Introduction

Lung cancer is one of the leading causes of cancer-related deaths in many countries around the world, and its histopathological diagnosis is crucial for deciding on optimum treatment strategies. According to global cancer statistics1, in 2018, there were 2,093,876 (11.6% of all sites) new cases and 1,761,007 (18.4% of all sites) deaths due to lung cancer. Microscopic histopathology remains the gold standard in diagnostic surgical pathology; however, the main limitation to morphological diagnosis is diagnostic variability among pathologists2. These problems may have a negative impact on the quality of the pathological diagnosis, which should be addressed urgently.

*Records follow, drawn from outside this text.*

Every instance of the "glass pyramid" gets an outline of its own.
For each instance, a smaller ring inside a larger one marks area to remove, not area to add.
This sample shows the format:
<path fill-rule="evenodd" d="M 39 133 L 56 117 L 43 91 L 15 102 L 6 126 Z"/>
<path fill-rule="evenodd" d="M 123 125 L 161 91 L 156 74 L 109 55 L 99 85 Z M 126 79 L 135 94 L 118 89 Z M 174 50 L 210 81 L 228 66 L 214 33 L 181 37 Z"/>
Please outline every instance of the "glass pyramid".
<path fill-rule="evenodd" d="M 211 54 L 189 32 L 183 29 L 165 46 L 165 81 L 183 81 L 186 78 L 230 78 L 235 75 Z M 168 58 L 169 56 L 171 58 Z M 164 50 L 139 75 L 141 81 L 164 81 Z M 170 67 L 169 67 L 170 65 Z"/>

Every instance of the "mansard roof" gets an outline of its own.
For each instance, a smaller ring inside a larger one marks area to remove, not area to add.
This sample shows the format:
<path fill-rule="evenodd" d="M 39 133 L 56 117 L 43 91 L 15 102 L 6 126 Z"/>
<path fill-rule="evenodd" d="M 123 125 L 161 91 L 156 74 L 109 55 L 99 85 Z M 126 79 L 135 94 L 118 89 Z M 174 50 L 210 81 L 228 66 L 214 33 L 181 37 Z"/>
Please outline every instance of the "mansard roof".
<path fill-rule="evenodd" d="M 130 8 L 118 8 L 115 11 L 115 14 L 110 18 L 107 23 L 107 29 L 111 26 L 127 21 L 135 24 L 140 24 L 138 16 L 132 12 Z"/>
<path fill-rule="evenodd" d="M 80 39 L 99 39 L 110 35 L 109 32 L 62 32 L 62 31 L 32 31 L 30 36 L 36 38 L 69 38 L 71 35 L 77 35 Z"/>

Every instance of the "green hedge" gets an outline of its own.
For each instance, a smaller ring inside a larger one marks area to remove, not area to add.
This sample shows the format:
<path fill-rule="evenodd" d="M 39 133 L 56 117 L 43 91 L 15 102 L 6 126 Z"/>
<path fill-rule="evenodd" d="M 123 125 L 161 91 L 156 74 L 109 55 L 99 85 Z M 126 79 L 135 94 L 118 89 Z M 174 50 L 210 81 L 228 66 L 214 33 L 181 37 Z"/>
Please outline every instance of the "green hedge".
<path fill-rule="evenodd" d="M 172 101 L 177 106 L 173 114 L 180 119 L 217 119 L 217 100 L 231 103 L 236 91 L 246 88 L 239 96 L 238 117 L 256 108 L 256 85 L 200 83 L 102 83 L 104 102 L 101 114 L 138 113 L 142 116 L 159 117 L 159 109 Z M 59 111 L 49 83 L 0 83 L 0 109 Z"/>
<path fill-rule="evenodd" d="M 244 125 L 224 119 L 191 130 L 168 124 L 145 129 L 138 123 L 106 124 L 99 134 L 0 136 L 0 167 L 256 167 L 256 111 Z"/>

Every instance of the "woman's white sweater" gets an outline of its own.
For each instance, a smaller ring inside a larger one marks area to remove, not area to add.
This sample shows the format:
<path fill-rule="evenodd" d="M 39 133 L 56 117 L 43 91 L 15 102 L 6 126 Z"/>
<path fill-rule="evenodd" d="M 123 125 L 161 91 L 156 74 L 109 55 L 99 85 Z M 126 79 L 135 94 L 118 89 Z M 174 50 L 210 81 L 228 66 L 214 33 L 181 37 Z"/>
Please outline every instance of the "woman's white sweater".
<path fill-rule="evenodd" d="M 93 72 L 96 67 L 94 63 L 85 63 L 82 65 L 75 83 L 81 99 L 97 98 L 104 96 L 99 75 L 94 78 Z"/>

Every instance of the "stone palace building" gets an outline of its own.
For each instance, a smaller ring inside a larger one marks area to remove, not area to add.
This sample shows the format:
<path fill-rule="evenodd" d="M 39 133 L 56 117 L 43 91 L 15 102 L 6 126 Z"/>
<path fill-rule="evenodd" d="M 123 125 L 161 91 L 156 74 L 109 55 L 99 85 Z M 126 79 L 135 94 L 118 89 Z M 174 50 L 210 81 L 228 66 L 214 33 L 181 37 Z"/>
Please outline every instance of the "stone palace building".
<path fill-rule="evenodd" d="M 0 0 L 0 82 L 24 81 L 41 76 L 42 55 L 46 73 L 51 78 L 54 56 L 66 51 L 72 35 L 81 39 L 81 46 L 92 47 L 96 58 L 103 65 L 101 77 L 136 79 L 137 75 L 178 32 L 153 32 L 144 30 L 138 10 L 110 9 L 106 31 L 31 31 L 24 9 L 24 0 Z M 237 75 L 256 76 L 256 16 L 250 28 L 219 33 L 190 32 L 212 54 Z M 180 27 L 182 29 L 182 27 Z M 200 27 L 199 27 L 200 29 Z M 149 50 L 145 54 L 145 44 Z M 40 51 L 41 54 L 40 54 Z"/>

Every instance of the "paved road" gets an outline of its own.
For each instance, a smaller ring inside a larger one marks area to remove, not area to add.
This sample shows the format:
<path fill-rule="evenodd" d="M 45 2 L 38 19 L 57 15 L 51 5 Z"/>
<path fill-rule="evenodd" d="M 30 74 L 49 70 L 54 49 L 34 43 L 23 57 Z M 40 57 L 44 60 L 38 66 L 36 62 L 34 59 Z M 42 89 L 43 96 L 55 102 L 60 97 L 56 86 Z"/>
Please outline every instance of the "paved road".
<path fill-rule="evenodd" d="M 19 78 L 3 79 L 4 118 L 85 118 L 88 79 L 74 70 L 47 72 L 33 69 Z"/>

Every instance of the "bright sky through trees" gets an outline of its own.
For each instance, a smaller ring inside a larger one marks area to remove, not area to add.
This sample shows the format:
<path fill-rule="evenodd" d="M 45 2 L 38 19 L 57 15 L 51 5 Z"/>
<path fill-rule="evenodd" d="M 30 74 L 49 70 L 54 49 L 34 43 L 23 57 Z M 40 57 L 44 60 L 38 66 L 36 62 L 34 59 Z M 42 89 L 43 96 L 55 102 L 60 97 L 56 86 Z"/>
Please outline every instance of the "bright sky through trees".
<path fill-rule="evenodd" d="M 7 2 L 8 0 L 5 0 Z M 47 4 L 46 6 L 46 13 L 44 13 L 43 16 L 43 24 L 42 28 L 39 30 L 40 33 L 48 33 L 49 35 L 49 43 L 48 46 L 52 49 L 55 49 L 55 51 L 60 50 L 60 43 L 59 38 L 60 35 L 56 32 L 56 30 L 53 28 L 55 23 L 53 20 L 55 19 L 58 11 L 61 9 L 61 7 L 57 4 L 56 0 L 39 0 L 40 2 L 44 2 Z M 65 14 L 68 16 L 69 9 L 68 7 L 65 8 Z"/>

The progressive use and adoption of digitised Whole Slide Images (WSIs) has allowed the use of biomedical image analysis techniques from computer vision and machine learning to aid the pathologists in obtaining diagnoses and has led to the emergence of computational pathology as a field3. Over the past few years, deep learning has been shown to have successful applications in computational pathology4,5,6,7,8,9,10,11,12,13,14,15,16. Most notably, Coudray et al.10 trained a deep learning model to classify and predict mutations from non–small cell lung cancer histopathology. While Wei et al.11 trained a deep learning model to classify lung adenocarcinoma on surgical resection slides using 279 WSIs for training and only 143 WSIs for testing.

One of the primary challenges of computational pathology is the size of the WSI. A single image scanned at a magnification of x20 can have a height and width in tens of thousands of pixels, which makes it time-consuming to visually inspect in an exhaustive manner by a pathologist. Due to this, the application of deep learning models has required splitting the image into a set consisting of thousands of tiles and applying the classification model on each tile separately, and then later combining the result for the WSI. In addition, the application of deep learning requires an annotated dataset to use to train the models, with larger datasets typically achieving better performance. However, what this entails is that detailed cell-level WSI annotations by expert pathologists are required, making it extremely difficult to compile a large dataset, especially for WSIs consisting of surgical specimens.

There are two extremes when it comes to annotating a WSI: detailed cell-level annotations and slide-level diagnosis. The former is the most tedious and time consuming to obtain and is a requirement for fully-supervised machine learning, while the latter is the fastest to obtain, and typically readily available from diagnostic reports. Applying machine learning using only a dataset of slide-level diagnoses involves posing the problem within a weakly-supervised learning17 setting, where the slide-level diagnoses constitute weak labels. Based on the slide-level diagnosis label of a given WSI, the following assumption can be made about the labels of its tiles: if a WSI has cancer then at least one tile from the WSI must contain cancer cells, while if the WSI has no cancer, then none of the tiles will contain any cancer cells. This formulation is called Multiple Instance Learning18 (MIL) and has found many applications in machine learning19,20,21,22. The most notable application of MIL in computational pathology was done recently by Campanella et al.15 in which they used it to train on a dataset of 44,732 WSIs using only slide-level diagnoses as labels with impressive results obtained on test sets of prostate cancer, basal cell carcinoma, and breast cancer metastases.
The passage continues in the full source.